Call of Cthulhu from Cyanide Studios is and investigative RPG that’s the official adaptation of Chaosium’s pen-and-paper one. It’s all about uncovering the deepening mysteries and the eventual, unavoidable descent into madness that tends to happen in things of a Lovecraftian nature.

In it, you play as Private Investigator Edward Pierce, who’s been sent to investigate the death of the Hawkins family. There’s more to their death than meets the eye, and the fire that killed them might not be the accident that local authorities on the isolate Darkwater Island proclaim it to be. Using your investigative skills, you’ll have to speak to the locals, discover clues and figure out the truth at the heart of the case.

Investigation itself is reminiscent of the detective work in the Arkham Games, itself Holmesian on its approach.

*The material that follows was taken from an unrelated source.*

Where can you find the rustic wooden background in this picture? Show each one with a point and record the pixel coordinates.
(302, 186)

Pierce can reconstruct events, looking for clues and information that initial investigations may have missed. Because it’s based on a pen-and-paper RPG, hidden dice rolls couple with your skills to determine your success or failure in many aspects. By using skills, or reading books, you’ll earn experience points, which increase your proficiency. When you find clues during your investigation, you’ll unlock extra dialogue options with the non-player characters you’ll encounter. The skills you can plug your experience into include strength, eloquence, investigation, occultism, spotting, psychology and a few more, all of them changing how you’ll tackle the game, and shape the relationships you’ll form with the island’s inhabitants.

In one section, we were shown a bit of puzzle solving where getting into a hidden room could have been done by finding the hidden switches and figuring the solution out – but was instead cracked by finding the gears for the mechanism, and just engaged with a crowbar.

As with the pen-and-paper game, sanity will be an important part of the experience, but it will be narrative driven rather than a mechanical aspect. Here’s Pierce’s descent into madness is inevitable – but how he deals with the mental trauma f that will be up to how you play.

It’s certainly intriguing, but the poor voice acting detracts.

What we didn’t get to see was any of the Old Gods, or any Eldritch horrors, but I’m sure we’ll get a better look at that before the game’s release on Xbox One, PS4 and PC before the end of this year.

Last Updated: June 15, 2018

2 Comments

  1. Alien Emperor Trevor

    June 15, 2018 at 09:55

    “Call of Cthulhu will see you descend into madness”

    But I don’t want a Twitter account.

    Reply

  2. Weanerdog

    June 15, 2018 at 10:02

    There is an old CoC game on PC which apparently as you decend into madness would make the controls become less responsive and camera would become juddery.